Die Kommission ließ es an Bemühungen nicht fehlen, das moralische Bewusstsein des Offizierskorps zu heben. Die Offiziere wurden angewiesen, die Mannschaften menschlich zu behandeln, die Rekruten beim Exerzieren nicht zu schimpfen und zu schlagen; auch sollten sie es an Bescheidenheit und Achtung vor Personen vom Zivilstand nicht fehlen lassen. Immerhin konnte die Wirkung dieser Ermahnungen nicht dadurch gestärkt werden, dass die Strafen für Offiziere eine wesentliche Milderung erfuhren. Wenn im altpreußischen Heere der angehende Offizier, sei es auch nicht mit dem Stocke, so doch mit der flachen Klinge gefuchtelt werden durfte, so wurde diese Leibesstrafe nicht wie bei den Mannschaften durch eine Freiheitsstrafe ersetzt, sondern nur durch mündliche oder schriftliche Verweise. Nur für diejenigen Offiziere, die ein Vergehen oft wiederholt oder ein grobes Verbrechen begangen hatten, wurde als schwerste Disziplinarstrafe die Verweisung in die Offizierarreststube angedroht. Ehrengerichte sollten dem liederlichen Lebenswandel der Offiziere steuern; die einzige Strafe, die sie verhängen durften, war die Erklärung, dass der Angeklagte bis zur erfolgten Besserung des Avancements unfähig sei. Diese Einrichtung war gut gemeint, aber man weiß heute, wie sehr sie sich zum Bollwerk eines abgeschmackten und selbst gemeingefährlichen Standesdünkels ausgewachsen hat. In der Beseitigung der Militärgerichtsbarkeit blieb die Kommission auf halbem Wege stehen. Sie nahm die Familien und das Gesinde des Militärs davon aus, auch die bürgerlichen Rechtssachen der Offiziere und Mannschaften, nicht aber die Kriminalsachen, auch wenn sie in keinem Zusammenhang mit der militärischen Disziplin standen.

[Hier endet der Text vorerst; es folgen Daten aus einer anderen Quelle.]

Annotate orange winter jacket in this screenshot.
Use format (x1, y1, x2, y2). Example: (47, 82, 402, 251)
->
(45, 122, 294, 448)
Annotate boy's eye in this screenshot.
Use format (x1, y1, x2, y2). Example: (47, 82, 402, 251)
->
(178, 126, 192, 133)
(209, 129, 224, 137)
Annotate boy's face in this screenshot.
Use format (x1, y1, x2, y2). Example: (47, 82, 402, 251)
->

Ganze Arbeit machte die Kommission jedoch mit den verrotteten Übelständen, die die militärische Schlagkraft des altpreußischen Heeres gelähmt hatten. Sie beseitigte die schmutzige Kompaniewirtschaft, die nach einem Worte Boyens aus den Offizieren „wuchernde Krämer" gemacht hatte; sie beseitigte auch den schwerfälligen Tross, so entsetzlicher Jammer darüber entstand, dass die Subalternoffiziere kein Reitpferd mehr haben und die Truppen nicht mehr in der altvaterischen Weise des Siebenjährigen Krieges verpflegt werden sollten. Sie stellte den Wachtdienst hinter den Felddienst, ließ die Mannschaften im Scheibenschießen und im zerstreuten Gefecht üben, sandte Offiziere ins Land, um die alten Beurlaubten an Sonntagen in der neuen Taktik zu unterweisen.

In alledem ließ sich die Kommission von dem französischen Vorbild leiten, bei allem Franzosenhass ihrer Mitglieder. Ebendies war ihr historisches Verdienst, und namentlich Scharnhorst erwies sich dabei als eine organisatorische Kraft ersten Ranges. Er war ein praktisch wie theoretisch gleich durchgebildeter Soldat, und er verstand bei überaus beschränkten Mitteln mit der zähen Geduld des niedersächsischen Bauern die schwersten Hindernisse zu überwinden.